The Federal Reserve Bank of New York has published research applying artificial intelligence and natural language processing to one of finance's oldest problems: understanding why bank runs happen and how they spread. The paper, titled "Using AI to Let History Speak About Bank Runs" and released July 12, 2026 on the Liberty Street Economics blog, represents a fresh approach to financial stability research by training models on digitized archives of banking panics dating back over a century.
Mining Financial History at Scale
The researchers describe using large language models to process historical newspaper reports, regulatory filings, and central bank correspondence from major panic events including the Panic of 1907, the Great Depression banking crisis, and more recent episodes. By applying NLP techniques to these unstructured historical documents, the team claims they can identify patterns in how rumors about bank solvency translated into actual withdrawals—patterns that traditional economic models often miss or oversimplify.
What the Data Reveals
According to the research summary, the AI-driven analysis suggests that depositor behavior during bank runs is more sensitive to social network effects than previous models assumed. Rather than purely rational responses to fundamental information about a bank's balance sheet, the historical record shows significant clustering of withdrawal behavior based on geographic proximity and social connections—findings with direct implications for modern digital banking where information spreads instantaneously through social media.

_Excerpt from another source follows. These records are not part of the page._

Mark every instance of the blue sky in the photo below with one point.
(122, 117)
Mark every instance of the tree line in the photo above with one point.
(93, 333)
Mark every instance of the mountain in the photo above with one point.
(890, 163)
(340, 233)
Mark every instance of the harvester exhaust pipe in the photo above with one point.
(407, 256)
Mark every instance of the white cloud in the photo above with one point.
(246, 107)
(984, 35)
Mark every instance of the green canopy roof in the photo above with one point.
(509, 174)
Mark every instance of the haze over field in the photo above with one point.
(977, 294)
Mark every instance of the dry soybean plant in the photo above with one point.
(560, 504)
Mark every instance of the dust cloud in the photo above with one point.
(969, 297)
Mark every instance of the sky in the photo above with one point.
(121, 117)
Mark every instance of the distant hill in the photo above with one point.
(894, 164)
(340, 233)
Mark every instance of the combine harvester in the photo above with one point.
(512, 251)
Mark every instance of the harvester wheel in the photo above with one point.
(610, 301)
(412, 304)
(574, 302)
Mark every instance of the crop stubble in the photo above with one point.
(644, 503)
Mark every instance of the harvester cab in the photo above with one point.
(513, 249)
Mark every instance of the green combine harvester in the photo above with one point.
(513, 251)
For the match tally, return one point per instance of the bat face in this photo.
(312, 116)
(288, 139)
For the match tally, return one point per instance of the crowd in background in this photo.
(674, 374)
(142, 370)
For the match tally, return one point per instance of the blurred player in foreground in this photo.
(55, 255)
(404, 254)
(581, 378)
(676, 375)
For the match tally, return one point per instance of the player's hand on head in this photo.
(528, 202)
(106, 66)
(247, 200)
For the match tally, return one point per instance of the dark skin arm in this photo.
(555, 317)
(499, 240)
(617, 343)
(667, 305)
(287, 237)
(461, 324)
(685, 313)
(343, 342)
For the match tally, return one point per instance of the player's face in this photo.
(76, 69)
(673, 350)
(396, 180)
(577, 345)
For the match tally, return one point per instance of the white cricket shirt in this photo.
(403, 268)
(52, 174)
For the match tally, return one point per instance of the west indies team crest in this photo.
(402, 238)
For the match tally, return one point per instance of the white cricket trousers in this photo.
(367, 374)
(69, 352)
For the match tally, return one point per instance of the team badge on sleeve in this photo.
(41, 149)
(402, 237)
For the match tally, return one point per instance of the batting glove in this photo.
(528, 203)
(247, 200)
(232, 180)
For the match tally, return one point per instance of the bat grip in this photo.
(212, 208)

Implications for Modern Financial Stability
The timing of this research is notable given ongoing debates about deposit insurance reform and the appropriate regulatory response to potential instability in the regional banking sector. If AI can better predict which conditions trigger panic behavior, regulators might design more targeted interventions. The researchers caution, however, that historical patterns may not map directly onto today's financial system with its instant communications and highly interconnected institutions.
Key Takeaways
- Researchers at the New York Fed applied NLP and LLM techniques to historical banking crisis data spanning over 100 years
- The AI analysis suggests social network effects play a larger role in bank run dynamics than traditional economic models assumed
- Findings have potential implications for deposit insurance policy and modern financial stability frameworks
The Bottom Line
This is exactly the kind of applied AI research that actually matters—using modern machine learning tools to extract actionable insights from historical data, rather than chasing the latest hype cycle. If the Fed's models can help regulators get ahead of the next Silicon Valley Bank-style panic, that's a win for everyone except the doomers.